No Good Reason to Resist
To be effective, norms must be conducive to the interests of key actors and technically feasible. Policymakers in cyber-power states, including at the Cabinet level, need to learn more about how cyber operations are executed and work in practice. Technical operators need to appreciate why caution, precision, and minimization of unintended harm are so important to their leadership, their countries, and the world. Including technical experts at the table will reduce risks in both directions—from the technical to the political and the political to the technical.
In all of this, the responsibility or irresponsibility of behavior should be assessed across time and IP address space. No single misfire by a state group is proof of irresponsibility, and no single entity carries out all state operations. Assessing adversary behavior with the required nuance and finesse will require a high degree of expertise in analyzing specific actors. For instance, in Russia, the SVR, GRU and FSB intelligence agencies all operate in distinct ways, and so do subgroups within each of those entities. Some of the most irresponsible and disruptive behavior in cyberspace occurs at the nexus of adversary states and the criminal hacking groups they harbor. This is particularly egregious in Russia, where the state allows ransomware gangs to flourish if they avoid targeting Russia or its allies. In exchange, the state benefits by nationalizing the talent and infrastructure of these groups as needed.
Governments that harbor cyber criminals, or themselves engage in criminal behavior, may not see a shared interest in limiting damage. But this assumes that there is little risk that sloppy or unrestrained cyber operations could cause the target to escalate—intentionally or not—or could turn increasing numbers of countries against the states whose hackers wreak havoc. The concepts discussed in this post will not ameliorate blatantly dangerous behavior in the near term. But they would clarify what the U.S. considers to be an irresponsible activity, moving the nation away from a murky model of outrage at every Russian phishing email. By articulating and promoting the discussion of responsible operations, the U.S. could gain international political leverage.

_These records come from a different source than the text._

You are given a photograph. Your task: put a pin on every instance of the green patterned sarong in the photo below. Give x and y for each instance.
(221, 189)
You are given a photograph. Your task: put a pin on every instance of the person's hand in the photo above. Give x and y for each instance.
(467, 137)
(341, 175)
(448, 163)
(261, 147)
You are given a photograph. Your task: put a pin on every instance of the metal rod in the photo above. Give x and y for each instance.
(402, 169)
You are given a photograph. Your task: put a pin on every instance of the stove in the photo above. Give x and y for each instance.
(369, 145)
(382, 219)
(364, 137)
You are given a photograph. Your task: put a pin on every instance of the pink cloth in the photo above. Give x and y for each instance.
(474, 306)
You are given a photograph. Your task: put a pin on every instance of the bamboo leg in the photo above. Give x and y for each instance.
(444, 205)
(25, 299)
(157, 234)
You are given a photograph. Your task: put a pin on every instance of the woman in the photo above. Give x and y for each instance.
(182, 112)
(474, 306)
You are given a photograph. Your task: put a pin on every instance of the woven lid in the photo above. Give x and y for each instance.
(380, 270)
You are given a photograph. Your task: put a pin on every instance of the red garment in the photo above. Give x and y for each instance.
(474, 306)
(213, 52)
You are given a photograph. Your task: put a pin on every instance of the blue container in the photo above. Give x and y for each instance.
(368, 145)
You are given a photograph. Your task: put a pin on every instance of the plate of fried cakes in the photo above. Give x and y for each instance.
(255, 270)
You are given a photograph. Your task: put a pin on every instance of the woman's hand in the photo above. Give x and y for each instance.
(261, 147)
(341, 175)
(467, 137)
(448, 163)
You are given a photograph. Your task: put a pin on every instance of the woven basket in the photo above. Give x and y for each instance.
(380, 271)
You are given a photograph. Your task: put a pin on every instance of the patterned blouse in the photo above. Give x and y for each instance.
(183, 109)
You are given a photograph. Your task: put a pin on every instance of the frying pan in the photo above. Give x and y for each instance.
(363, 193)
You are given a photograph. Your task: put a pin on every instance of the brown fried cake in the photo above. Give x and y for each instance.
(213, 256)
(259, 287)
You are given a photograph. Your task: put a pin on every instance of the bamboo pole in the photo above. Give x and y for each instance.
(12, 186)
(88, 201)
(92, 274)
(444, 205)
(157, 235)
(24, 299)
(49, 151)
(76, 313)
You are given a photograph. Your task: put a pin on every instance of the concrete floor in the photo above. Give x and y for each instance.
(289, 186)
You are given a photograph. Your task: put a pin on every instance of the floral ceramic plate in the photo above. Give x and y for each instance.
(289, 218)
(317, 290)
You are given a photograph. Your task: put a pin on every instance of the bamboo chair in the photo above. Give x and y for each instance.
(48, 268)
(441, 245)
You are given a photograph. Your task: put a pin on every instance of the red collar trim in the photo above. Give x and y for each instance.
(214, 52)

Admittedly, it will take a certain hardheadedness and even cynicism among U.S., Russian and Chinese leaders to discuss best practices in malware development and placement, but this is the nature of diplomacy in the 21st century. Major powers bear responsibility for reducing systemic risk in cyberspace, and to do this they must make offensive operations more predictable. Each country wants to expel spies from its computer networks, and each will struggle to design better defenses against cyber operations. But technical panaceas are unlikely. Better to create codes of honor among spies, and their bosses.
Editor's note: The piece has been updated to provide further clarity regarding the scope of the SolarWinds breach.
The views and opinions expressed here are those of the author(s) and should not be interpreted as the official policy or position of any agency of the U.S. government or other organization.